Inhaltsstoffe von Hanföl

Das Fettsäurespektrum von Hanföl (der Anteil an der Omega-6-Fettsäure Linolsäure zur Omega-3-Fettsäure α-Linolensäure beträgt 3:1) weist große Ähnlichkeit mit dem ernährungsphysiologisch optimalen Verhältnis von 4:1 auf, daher gilt es als ausgesprochen wertvolles und empfehlenswertes Speise- und Pflegeöl. Eine weitere, sehr interessante Fettsäure, die 4-fach ungesättigte Stearidonsäure (eine Omega-3-Fettsäure, C18:4) spielt eine wichtige Rolle bei der Bildung von Prostaglandinen, menschlichen Hormonen. Untersuchungen verschiedener Hanfsorten hinsichtlich ihres Fettsäurespektrums ergaben erstaunlich konstante Gehalte an Linol- und α-Linolensäure; vermutlich sind diese Merkmale genotypisch stark gefestigt – oder dies deutet darauf hin, dass bisher wenig auf diese Eigenschaften züchterisch Einfluss genommen wurde. Unter den wertvollen Fettbegleitstoffen nehmen Phytosterole, darunter vor allem Sitosterin mit ca. 66–72 % an der Gesamtmenge, ca. 0,5–1,5 % Anteil ein, die als wesentlicher Bestandteil der Hautbarriereschicht den transepidermalen Wasserverlust (TEWL) verringern und die Lipidlayer intakt halten.

Kosmetischer Einsatz von Hanföl

Seine entzündungshemmende Wirkung bewährt sich auch bei Hauterkrankungen wie Neurodermitis. Dies liegt u. a. am geringen Gehalt an Gamma-Linolensäure, die nur in Nachtkerzen-, Borretschsamen- und Johannisbeersamenöl in nennenswerter Menge vorkommt. Die wertvolle α-Linolensäure verleiht dem Hanföl stark regenerierende und zellerneuernde Eigenschaften, die es sowohl für einen Einsatz bei trockener als auch bei reifer Haut prädestinieren.

Hanföl mit seinen über 80 % mehrfach ungesättigte Fettsäuren sollte daher kühl, gut verschlossen und dunkel gelagert werden; sein hoher Gehalt an antioxidativ wirksamem γ-Tocopherol gibt ihm jedoch einen gewissen »Eigenschutz«. Hanföl profitiert von einer Kombination mit ölsäurehaltigen Ölen wie z. B. Avocado-, Mandel-, Argan- oder Haselnussöl. Besonders empfehlenswert ist es in einer Mischung mit dem außerordentlich oxidationsstabilen Marulaöl, das nicht nur das Fettsäurespektrum hervorragend ergänzt, sondern auch das Hanföl stabilisiert. Im Hautgefühl ist es dem Wildrosenöl sehr ähnlich; es zieht haptisch gut ein und macht die Haut ausgeprochen glatt und weich.

INCI: Cannabis Sativa (Hemp) Seed Oil

Fettsäurediagramm von Hanföl (Cannabis Sativa (Hemp) Seed Oil)

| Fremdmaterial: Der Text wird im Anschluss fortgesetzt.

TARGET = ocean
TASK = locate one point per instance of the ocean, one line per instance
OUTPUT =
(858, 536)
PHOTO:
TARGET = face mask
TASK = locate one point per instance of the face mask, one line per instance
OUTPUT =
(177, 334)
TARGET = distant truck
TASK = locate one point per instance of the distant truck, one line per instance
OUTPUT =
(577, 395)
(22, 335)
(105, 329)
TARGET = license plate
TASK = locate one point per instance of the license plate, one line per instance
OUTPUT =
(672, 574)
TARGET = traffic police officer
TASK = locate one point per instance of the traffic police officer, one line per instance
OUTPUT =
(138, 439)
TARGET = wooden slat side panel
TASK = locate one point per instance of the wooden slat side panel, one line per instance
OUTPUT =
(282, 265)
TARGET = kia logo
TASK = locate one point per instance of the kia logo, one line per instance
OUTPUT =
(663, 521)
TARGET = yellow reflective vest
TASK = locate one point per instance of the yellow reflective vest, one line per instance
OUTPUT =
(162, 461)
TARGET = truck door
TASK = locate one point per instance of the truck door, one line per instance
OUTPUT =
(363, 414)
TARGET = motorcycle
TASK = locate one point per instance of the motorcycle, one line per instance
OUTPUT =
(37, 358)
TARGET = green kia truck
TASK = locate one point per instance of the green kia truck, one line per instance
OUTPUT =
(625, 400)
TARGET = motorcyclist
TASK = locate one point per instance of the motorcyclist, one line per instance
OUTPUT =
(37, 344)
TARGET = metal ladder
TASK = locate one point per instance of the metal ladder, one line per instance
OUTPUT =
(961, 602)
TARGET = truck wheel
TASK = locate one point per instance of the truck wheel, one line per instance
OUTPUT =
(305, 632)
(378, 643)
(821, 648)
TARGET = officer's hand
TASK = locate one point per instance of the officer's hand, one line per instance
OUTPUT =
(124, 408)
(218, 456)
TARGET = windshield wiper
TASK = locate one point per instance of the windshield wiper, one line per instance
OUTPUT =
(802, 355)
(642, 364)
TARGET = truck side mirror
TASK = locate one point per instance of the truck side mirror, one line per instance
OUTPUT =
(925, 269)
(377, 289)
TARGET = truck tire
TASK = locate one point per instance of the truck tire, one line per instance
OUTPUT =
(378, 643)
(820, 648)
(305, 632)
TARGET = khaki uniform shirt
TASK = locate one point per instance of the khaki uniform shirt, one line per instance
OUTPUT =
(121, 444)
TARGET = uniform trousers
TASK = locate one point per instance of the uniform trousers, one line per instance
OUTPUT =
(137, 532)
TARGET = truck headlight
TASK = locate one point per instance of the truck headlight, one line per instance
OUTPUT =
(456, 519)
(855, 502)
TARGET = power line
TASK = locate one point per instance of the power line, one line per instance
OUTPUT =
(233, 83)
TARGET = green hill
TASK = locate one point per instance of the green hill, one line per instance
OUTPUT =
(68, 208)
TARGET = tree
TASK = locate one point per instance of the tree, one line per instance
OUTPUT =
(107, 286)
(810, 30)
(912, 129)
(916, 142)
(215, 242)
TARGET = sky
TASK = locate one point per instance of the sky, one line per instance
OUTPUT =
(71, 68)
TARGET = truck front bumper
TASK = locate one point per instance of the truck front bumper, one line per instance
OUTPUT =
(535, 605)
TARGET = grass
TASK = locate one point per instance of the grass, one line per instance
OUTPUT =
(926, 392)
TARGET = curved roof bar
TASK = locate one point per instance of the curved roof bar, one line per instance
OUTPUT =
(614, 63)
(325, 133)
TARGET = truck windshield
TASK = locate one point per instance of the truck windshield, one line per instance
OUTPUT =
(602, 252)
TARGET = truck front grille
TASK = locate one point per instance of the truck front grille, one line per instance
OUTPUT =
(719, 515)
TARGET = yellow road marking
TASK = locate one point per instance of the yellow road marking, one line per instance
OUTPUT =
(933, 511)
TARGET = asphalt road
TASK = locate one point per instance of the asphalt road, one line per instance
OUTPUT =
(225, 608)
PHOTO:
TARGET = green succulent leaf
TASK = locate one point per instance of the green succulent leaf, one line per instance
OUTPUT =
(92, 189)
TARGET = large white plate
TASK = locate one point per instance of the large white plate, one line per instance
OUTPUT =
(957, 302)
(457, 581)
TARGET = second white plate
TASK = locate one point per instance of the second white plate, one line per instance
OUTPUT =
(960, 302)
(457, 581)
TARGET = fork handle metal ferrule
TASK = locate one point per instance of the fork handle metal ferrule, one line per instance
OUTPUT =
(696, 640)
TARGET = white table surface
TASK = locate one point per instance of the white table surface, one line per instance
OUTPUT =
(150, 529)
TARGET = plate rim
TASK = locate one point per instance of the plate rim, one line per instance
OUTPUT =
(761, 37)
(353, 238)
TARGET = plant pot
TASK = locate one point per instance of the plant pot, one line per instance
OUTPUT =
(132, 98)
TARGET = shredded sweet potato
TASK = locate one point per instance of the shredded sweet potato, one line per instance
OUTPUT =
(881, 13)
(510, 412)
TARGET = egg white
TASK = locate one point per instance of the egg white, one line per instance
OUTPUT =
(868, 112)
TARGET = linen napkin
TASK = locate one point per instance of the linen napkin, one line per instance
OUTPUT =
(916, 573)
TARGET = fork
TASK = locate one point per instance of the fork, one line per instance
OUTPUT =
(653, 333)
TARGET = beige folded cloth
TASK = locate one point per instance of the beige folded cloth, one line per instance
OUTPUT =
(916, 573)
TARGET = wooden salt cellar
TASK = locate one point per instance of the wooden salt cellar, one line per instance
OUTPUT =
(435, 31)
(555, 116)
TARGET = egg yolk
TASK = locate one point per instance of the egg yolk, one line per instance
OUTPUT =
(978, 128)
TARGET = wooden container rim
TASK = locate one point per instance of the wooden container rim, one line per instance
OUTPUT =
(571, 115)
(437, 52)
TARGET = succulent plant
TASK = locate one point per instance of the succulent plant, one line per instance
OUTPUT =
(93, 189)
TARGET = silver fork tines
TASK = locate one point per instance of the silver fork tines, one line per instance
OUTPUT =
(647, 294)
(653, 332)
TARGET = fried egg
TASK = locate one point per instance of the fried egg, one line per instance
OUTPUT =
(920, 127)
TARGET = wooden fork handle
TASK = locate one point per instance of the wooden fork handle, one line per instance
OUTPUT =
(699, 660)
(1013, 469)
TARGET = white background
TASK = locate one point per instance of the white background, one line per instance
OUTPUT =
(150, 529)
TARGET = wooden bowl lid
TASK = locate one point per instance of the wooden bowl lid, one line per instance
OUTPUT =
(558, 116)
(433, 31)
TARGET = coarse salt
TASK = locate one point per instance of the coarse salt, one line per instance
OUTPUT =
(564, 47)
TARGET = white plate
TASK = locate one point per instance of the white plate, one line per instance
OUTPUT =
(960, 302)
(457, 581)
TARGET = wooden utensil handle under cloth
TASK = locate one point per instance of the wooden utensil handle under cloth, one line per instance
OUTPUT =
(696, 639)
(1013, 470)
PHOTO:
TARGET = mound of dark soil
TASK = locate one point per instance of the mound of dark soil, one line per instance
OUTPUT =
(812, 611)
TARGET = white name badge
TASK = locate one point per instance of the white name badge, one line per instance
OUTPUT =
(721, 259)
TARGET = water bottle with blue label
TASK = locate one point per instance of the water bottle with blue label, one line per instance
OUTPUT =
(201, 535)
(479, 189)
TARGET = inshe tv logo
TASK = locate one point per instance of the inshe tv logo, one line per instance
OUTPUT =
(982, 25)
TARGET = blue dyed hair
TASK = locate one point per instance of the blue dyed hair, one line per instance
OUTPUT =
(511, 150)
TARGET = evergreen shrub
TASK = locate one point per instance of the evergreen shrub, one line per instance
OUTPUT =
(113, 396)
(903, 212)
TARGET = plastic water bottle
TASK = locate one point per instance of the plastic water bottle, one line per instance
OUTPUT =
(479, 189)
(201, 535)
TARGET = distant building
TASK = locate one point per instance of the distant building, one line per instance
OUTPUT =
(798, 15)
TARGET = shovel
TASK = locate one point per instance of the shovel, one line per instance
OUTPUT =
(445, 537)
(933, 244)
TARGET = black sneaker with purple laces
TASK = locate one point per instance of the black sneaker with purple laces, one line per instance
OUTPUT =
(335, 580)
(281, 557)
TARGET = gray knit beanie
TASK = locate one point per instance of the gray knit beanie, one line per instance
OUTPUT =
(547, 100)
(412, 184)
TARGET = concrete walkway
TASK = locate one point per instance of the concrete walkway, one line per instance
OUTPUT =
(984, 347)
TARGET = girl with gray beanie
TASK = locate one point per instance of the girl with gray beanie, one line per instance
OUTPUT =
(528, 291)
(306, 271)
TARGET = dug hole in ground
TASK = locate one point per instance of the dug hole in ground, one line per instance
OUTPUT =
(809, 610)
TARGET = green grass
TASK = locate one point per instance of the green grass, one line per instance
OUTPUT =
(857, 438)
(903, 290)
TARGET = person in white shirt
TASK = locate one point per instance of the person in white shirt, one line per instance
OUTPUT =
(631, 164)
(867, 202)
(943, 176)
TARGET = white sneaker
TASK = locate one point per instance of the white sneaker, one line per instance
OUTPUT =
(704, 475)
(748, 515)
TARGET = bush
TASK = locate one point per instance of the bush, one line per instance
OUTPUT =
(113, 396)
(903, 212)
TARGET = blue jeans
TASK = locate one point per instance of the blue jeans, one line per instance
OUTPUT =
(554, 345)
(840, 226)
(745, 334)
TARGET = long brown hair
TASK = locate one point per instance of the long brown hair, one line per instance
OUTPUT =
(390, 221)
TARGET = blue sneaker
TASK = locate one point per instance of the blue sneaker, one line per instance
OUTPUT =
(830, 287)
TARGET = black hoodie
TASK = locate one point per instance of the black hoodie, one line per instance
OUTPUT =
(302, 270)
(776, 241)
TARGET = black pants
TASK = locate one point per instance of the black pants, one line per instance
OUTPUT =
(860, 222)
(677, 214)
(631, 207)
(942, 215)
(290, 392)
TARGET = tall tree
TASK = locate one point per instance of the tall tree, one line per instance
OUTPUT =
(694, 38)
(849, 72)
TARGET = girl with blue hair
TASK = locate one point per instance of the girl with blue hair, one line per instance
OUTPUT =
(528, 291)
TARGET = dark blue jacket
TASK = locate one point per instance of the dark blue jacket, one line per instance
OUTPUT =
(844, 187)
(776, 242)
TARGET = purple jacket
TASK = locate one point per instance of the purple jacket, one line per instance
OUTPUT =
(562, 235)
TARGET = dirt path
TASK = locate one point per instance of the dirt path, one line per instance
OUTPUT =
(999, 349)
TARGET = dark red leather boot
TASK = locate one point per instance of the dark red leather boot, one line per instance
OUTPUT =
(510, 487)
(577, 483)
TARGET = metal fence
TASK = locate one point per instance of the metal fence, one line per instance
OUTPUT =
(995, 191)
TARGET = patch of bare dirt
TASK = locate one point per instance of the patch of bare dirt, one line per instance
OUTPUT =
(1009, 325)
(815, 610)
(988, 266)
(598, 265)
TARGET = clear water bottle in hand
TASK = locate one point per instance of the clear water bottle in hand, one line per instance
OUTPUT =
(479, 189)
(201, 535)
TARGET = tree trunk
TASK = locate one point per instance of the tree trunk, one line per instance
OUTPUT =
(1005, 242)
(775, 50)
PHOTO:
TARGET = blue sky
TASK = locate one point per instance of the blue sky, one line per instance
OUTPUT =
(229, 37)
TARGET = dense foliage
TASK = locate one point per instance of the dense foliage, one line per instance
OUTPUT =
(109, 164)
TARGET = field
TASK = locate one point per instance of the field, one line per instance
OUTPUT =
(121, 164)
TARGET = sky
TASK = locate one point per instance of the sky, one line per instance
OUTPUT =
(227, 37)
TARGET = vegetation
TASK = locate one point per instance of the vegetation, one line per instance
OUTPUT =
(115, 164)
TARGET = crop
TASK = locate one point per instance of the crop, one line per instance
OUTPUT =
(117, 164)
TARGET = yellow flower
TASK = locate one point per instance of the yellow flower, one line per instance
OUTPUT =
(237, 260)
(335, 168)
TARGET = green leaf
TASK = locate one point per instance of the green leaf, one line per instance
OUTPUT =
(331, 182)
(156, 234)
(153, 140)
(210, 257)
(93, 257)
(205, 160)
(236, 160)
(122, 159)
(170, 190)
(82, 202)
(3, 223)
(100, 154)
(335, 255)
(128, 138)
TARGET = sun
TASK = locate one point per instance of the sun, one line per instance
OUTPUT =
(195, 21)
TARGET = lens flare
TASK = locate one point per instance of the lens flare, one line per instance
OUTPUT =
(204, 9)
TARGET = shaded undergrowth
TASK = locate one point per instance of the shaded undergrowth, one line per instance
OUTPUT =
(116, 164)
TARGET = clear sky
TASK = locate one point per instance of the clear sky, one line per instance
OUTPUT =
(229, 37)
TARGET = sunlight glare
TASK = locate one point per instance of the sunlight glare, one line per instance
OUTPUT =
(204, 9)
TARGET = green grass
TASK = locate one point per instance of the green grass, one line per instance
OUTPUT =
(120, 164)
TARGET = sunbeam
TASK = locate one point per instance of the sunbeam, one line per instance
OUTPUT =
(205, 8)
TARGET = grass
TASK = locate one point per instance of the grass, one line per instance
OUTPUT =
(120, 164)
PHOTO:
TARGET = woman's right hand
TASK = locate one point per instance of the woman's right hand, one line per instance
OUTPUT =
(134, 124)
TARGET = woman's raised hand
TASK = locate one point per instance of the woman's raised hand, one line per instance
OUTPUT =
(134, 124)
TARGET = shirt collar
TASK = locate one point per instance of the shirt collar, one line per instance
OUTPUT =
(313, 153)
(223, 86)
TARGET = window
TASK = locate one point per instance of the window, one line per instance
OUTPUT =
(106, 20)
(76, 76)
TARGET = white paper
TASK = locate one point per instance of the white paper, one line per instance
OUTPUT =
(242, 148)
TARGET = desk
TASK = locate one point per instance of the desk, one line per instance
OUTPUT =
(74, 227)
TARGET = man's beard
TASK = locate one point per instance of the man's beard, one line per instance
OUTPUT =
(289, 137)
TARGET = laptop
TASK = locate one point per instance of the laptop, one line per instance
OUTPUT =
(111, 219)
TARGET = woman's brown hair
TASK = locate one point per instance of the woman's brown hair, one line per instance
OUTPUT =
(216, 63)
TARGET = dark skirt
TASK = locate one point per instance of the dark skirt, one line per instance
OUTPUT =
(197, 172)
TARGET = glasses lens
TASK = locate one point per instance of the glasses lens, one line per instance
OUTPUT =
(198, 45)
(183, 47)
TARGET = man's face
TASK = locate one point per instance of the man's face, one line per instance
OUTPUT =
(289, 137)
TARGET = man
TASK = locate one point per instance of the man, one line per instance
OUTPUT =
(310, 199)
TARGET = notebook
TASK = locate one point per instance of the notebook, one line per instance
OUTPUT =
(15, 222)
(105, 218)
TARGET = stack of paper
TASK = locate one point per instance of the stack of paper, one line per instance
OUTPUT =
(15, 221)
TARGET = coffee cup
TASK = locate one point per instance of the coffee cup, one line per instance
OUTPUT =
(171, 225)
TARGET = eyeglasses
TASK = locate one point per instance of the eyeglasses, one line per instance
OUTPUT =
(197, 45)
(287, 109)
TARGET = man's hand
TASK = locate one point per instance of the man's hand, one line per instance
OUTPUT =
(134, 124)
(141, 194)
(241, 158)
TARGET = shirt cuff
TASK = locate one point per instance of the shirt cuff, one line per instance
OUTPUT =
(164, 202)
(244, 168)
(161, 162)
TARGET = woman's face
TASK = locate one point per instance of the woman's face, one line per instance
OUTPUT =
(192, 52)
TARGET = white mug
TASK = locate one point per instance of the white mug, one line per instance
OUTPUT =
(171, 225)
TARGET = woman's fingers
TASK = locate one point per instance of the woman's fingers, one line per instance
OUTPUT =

  • Wirkstofföl | Ölgruppe: W-1
  • Jodzahl: 148–167
  • Verseifungszahl: 190–195
  • HLB-Wert: 7
  • Schmelzbereich: -27 bis -15 °C
  • Typ: halb trocknend/trockend
  • Spreitwert nach Olionatura®: mittelspreitend
  • Anteile an Unverseifbarem: 0,5–1,5 %
  • Zusammensetzung: Linolsäure (ca. 56 %), α-Linolensäure (ca. 16 %), Ölsäure (ca. 13–16 %), γ-Linolensäure (ca. 0,5–3 %), Stearinsäure (ca. 3 %), Tocopherole (γ-Tocopherol ca. 63 mg/100 g, α-Tocopherol ca. 13 mg/100 g, δ-Tocopherol ca. 10 mg/100 g und ca. 3 mg/100 g β-Tocopherol), Phytosterole (ca. 0,5–1,5 %).